Dalam kesempatan ini, dia juga mengatakan prospek menjadi wasit cukup menjanjikan.
"Jadi sebenarnya wasit itu kalau dibilang untuk jadi ajang mencari penghasilan itu bukan di multievent. Tetapi di event-event Open Turnament," ujar Neta.

"Misalnya, saya terbang dengan tiket sendiri dengan biaya 300-400 dolar. Itu akan dapat sekitar 1.000 sampai 2.000 dolar per day pertandingan," kata Neta menambahkan.

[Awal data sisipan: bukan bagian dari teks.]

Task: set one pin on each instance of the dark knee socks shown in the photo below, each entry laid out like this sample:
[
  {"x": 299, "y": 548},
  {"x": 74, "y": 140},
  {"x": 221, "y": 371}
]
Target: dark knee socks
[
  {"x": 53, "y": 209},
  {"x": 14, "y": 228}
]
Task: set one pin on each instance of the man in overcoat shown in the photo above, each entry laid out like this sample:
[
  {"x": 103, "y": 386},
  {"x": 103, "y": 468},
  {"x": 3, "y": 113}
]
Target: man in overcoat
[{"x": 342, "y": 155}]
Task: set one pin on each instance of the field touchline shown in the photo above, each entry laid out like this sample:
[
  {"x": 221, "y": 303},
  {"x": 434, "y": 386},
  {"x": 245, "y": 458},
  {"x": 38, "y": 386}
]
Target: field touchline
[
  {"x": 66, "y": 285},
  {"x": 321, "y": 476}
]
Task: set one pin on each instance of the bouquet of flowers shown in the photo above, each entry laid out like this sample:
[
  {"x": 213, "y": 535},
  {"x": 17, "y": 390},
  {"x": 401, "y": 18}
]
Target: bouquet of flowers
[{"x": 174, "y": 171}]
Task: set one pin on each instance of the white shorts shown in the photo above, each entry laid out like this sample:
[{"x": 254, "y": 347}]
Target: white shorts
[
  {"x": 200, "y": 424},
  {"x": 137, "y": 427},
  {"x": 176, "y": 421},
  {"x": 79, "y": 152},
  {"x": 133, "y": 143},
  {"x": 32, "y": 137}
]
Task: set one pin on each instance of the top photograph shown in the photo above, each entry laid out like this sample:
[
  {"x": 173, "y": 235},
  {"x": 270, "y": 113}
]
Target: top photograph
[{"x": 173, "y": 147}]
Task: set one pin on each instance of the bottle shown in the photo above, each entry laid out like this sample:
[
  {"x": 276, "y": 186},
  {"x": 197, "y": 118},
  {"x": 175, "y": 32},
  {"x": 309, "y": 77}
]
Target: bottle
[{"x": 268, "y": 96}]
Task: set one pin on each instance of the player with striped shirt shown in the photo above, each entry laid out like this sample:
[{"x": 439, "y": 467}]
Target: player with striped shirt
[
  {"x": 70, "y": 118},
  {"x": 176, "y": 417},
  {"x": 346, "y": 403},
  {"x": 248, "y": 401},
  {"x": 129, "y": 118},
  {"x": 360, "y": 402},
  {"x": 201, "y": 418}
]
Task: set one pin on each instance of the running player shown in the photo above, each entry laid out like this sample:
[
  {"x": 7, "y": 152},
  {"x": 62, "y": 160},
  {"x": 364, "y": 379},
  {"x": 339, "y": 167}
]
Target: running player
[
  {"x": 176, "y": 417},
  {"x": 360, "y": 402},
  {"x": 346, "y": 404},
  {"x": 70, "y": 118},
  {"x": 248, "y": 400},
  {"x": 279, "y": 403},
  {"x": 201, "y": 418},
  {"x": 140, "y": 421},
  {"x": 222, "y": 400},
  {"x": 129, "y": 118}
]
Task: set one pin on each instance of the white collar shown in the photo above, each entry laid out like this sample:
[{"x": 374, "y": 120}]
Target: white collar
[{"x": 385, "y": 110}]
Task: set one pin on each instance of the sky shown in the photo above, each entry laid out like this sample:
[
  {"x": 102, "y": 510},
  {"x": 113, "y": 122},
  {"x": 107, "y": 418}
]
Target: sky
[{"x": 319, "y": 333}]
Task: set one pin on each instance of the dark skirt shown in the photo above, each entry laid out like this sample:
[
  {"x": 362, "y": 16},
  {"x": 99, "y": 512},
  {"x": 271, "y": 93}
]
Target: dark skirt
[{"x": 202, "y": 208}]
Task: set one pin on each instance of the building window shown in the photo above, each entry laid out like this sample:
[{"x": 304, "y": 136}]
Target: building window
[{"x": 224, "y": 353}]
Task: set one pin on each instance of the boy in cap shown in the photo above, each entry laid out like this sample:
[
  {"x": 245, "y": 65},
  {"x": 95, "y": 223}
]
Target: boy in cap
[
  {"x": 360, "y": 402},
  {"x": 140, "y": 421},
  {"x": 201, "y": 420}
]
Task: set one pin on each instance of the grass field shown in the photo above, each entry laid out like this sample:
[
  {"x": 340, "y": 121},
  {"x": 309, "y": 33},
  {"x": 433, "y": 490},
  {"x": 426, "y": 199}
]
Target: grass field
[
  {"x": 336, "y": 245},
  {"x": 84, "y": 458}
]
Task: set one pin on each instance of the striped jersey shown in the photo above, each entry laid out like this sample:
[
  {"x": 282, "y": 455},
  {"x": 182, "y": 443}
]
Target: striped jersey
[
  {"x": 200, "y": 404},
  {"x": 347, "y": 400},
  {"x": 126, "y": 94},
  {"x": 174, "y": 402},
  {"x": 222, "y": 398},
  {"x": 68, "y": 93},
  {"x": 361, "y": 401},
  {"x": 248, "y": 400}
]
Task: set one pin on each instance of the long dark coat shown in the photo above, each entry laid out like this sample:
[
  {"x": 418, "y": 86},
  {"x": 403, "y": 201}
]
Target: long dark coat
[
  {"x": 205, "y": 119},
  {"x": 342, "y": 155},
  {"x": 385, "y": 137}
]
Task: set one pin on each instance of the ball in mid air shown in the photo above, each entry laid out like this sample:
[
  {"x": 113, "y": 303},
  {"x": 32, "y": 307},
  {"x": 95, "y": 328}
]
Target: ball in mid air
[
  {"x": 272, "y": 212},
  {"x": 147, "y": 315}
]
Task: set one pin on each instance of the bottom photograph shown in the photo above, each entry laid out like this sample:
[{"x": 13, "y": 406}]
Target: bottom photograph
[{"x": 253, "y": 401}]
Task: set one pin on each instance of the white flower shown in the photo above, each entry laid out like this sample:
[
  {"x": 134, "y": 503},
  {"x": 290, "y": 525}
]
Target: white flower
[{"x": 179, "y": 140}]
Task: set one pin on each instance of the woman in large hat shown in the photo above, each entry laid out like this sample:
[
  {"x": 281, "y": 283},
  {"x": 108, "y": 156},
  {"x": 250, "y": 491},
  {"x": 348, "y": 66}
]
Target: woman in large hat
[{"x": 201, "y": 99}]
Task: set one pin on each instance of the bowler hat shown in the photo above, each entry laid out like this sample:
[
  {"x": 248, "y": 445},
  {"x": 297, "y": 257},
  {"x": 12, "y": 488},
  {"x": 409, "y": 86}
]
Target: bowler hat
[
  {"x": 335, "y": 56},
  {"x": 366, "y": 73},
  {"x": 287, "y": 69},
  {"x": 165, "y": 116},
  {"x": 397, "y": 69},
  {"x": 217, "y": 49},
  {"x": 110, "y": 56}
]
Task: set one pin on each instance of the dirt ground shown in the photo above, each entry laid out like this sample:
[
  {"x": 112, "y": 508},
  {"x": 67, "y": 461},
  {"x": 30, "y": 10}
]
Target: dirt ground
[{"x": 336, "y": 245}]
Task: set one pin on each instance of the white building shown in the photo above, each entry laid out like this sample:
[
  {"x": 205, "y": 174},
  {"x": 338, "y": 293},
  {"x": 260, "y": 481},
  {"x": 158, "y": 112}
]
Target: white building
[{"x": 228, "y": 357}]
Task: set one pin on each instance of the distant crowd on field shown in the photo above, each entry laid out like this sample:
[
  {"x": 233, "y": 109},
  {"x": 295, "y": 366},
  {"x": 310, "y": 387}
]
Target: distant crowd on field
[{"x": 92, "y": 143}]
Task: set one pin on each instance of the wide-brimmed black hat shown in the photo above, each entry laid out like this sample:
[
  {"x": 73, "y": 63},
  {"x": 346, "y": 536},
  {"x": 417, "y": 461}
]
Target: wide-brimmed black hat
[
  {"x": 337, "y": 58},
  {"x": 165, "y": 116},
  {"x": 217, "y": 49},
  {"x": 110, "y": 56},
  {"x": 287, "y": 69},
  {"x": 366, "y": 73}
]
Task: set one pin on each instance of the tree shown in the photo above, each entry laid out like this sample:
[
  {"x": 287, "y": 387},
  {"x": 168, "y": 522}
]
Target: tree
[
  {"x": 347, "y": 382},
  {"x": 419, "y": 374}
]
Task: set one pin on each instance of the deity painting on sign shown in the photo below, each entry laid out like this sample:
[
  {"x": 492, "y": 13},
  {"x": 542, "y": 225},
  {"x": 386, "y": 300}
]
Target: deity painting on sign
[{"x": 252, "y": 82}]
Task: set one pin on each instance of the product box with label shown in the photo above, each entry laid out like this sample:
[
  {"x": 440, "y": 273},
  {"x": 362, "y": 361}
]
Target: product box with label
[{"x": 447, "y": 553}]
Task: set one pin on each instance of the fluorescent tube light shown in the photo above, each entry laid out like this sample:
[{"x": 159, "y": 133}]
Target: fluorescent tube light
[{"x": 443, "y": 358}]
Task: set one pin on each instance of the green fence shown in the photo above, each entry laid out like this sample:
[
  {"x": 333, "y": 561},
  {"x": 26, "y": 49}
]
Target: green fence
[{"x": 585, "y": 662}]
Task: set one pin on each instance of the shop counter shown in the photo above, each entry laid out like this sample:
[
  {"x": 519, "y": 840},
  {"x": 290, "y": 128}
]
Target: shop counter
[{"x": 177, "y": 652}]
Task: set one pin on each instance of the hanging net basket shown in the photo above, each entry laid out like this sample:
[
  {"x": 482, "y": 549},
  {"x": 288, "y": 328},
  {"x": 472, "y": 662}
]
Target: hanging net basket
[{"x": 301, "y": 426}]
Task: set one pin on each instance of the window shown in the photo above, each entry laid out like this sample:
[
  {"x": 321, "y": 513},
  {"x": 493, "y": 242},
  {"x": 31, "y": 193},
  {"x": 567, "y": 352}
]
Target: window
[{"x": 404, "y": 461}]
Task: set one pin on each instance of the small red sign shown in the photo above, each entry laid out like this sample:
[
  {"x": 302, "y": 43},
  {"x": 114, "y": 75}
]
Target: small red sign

Dengan begitu profesi sebagai wasit, kata Neta, bisa dijadikan pekerjaan utama, sampingan, atau job utama terus dijadikan hobi juga bisa.
"Biasanya seseorang takut menekuni profesi wasit karena bingung dengan dana. Sebenarnya bisa balik modal, ketika kita pintar menyiasati pertandingan mana yang akan diikuti. Itu berlaku di semua negara," kata Neta.
Bahkan untuk beberapa event semua akomodasi sudah ditanggung. Jadi seorang wasit tak harus merogok kocek lagi untuk penginapan dan lainnya.
"Bagi orang-orang yang hobinya traveling itu seperti hobi yang dibayar. Karena dia tak merasa bekerja karena oke fokus kerja karena suka dan sisanya itu bisa jalan tidak mengeluarkan apa-apa."
Peluang Indonesia untuk bisa memimpin wasit di gelaran internasional pun terbuka lebar.
"Wasit Indonesia itu lebih banyak dipilih dibanding negara lain, karena atlet-atlet kita yang bertanding masih jarang," kata Neta.
Untuk itu, dunia perwasitan Indonesia harus mengalami peningkatan. Mulai dari pengetahuan hingga pengalamannya. Kemudian juga jaga motivasi. Neta sendiri melakukan hal tersebut. Dia terus mencari pengalaman sehingga ketika ada ajang besar seperti Olimpiade dan Paralimpiade, Neta sudah siap.
"Karena namanya kesuksesan itu ada persiapan yang dipertemukan dengan kesempatan," ujar Neta yang juga berprofesi sebagai pelatih.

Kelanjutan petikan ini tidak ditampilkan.